Ce qui se fait dans tous les cas : ⚠️ arrêter ce qui peut l'être, documenter, ⚠️ et joindre le spécialiste avec les chiffres et les dates.
À retenir
- Deux situations sortent du cadre d'une anomalie de laboratoire.
- Fièvre, éruption étendue, ganglions et atteinte d'organe imposent un arrêt immédiat.
- Une élévation importante et prolongée peut abîmer le cœur et le système nerveux.
- Une parasitose latente peut se disséminer sous immunosuppression.
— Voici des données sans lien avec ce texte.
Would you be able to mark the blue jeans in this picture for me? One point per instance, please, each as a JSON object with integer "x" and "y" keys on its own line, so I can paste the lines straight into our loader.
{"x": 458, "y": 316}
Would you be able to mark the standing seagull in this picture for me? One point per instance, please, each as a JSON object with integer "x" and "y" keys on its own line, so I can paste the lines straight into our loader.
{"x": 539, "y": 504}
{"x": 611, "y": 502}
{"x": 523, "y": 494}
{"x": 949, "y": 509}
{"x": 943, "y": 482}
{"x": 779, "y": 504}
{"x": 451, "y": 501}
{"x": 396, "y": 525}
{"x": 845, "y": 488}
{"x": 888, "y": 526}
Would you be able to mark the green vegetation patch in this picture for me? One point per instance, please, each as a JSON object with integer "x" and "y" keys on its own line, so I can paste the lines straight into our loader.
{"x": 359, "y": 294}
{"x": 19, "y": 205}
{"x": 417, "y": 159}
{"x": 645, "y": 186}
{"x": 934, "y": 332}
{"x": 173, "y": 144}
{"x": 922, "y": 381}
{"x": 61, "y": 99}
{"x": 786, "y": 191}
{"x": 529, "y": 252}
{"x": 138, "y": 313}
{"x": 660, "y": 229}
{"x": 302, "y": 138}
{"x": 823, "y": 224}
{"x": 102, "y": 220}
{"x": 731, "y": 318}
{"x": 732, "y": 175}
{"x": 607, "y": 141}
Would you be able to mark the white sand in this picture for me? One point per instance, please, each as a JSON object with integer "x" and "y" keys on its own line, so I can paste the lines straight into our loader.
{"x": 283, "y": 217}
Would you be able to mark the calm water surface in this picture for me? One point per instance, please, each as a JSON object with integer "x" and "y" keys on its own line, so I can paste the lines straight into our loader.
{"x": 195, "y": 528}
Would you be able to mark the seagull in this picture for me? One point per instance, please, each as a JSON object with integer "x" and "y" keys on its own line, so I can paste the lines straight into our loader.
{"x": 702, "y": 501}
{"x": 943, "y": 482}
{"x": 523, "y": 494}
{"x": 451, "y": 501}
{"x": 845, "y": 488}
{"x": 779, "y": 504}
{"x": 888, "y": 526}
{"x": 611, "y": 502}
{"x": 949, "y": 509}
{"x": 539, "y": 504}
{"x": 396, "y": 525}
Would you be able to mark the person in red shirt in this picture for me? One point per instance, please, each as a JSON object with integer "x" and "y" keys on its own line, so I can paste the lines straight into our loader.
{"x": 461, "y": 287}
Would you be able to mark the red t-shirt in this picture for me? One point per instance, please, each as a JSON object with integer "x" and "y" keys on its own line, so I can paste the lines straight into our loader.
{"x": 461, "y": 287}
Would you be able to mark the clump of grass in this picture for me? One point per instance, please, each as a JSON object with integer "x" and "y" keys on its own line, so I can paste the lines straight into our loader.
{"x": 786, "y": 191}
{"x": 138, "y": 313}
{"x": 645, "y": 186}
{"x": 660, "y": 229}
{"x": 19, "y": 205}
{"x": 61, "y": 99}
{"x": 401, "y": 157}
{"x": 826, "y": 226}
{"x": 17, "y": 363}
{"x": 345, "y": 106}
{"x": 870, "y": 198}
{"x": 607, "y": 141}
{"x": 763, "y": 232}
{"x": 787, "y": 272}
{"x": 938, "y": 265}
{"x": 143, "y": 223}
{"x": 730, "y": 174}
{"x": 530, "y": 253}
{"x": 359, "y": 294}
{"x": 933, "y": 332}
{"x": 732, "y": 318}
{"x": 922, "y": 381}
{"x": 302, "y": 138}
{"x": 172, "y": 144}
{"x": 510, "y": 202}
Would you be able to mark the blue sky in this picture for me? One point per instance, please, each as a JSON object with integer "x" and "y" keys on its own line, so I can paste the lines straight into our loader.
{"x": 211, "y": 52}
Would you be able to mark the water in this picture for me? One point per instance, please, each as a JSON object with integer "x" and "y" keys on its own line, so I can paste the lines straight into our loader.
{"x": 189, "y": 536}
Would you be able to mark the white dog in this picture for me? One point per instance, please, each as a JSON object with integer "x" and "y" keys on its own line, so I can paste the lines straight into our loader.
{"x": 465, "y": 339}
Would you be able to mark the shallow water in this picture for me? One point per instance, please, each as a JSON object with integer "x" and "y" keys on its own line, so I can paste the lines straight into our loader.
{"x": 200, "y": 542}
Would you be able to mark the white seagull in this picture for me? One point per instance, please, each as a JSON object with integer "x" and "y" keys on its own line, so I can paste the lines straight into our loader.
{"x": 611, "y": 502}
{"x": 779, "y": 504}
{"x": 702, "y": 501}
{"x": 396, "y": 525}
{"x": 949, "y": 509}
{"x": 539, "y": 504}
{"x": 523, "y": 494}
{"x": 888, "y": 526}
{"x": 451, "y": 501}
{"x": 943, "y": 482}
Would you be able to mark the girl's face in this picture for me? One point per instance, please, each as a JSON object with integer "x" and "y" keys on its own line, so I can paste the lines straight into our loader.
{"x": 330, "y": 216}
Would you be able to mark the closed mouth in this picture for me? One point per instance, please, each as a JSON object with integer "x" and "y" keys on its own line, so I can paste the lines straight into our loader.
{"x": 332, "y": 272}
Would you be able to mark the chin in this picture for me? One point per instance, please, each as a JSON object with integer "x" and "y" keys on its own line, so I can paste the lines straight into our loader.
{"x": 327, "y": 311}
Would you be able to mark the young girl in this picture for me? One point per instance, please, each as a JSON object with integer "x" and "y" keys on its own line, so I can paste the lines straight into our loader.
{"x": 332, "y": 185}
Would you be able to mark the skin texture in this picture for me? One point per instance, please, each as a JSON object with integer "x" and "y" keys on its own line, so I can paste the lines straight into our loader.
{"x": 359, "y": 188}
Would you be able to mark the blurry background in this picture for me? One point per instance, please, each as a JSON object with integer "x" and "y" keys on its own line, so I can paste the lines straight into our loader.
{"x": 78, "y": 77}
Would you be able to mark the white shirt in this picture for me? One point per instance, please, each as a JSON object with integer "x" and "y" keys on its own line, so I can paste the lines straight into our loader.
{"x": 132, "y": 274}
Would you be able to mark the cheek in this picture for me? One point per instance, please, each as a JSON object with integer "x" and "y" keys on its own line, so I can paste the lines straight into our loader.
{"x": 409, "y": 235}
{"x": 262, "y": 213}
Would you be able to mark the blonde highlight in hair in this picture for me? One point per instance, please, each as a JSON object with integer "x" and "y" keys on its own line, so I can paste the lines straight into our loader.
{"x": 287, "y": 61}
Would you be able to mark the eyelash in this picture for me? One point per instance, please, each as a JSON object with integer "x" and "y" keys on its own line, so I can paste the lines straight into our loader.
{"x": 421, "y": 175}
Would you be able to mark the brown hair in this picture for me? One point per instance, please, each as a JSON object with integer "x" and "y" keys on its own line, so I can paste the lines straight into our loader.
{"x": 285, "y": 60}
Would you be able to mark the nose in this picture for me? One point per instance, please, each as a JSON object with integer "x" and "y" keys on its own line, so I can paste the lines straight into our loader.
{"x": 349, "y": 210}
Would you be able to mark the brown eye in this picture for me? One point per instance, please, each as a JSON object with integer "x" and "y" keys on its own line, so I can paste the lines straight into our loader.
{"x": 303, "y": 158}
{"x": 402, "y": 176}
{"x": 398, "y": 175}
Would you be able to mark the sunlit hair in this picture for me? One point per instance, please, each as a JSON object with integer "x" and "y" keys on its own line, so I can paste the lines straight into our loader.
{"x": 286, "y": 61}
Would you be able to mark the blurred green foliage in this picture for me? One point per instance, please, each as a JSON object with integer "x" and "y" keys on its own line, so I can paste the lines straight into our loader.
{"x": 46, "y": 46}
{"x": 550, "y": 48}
- Le dépistage se fait avant d'introduire ces traitements, pas après.
En pratique
- Réaction médicamenteuse grave recherchée
- Médicament arrêté immédiatement si suspicion
- Atteinte du foie et du rein évaluée
- Signes cardiaques et neurologiques recherchés
- Avis spécialisé demandé si atteinte d'organe
- Antécédent de séjour recherché avant immunosuppression
- Contre indication écrite
- Documentation et transmission faites
Stratégie de prise en charge
⚠️ On traite la cause, ⚠️ et le premier traitement est souvent un arrêt.
⚠️ Devant une cause médicamenteuse : arrêter, ⚠️ noter au dossier et sur l'ordonnance, déclarer l'effet indésirable, ⚠️ et contrôler l'hémogramme à distance, la normalisation confirmant l'hypothèse.
⚠️ Devant une parasitose documentée : le traitement spécifique, ⚠️ et le contrôle de son efficacité, la baisse du chiffre étant un des critères.
⚠️ Devant une cause allergique : le traitement de la maladie allergique, ⚠️ sans attendre de correction complète du chiffre.
⚠️ Ce qui ne se fait pas : traiter à l'aveugle par un antiparasitaire sans documentation, ⚠️ sauf situation particulière et argumentée, et donner un traitement qui diminue les défenses avant d'avoir dépisté une parasitose latente chez une personne exposée.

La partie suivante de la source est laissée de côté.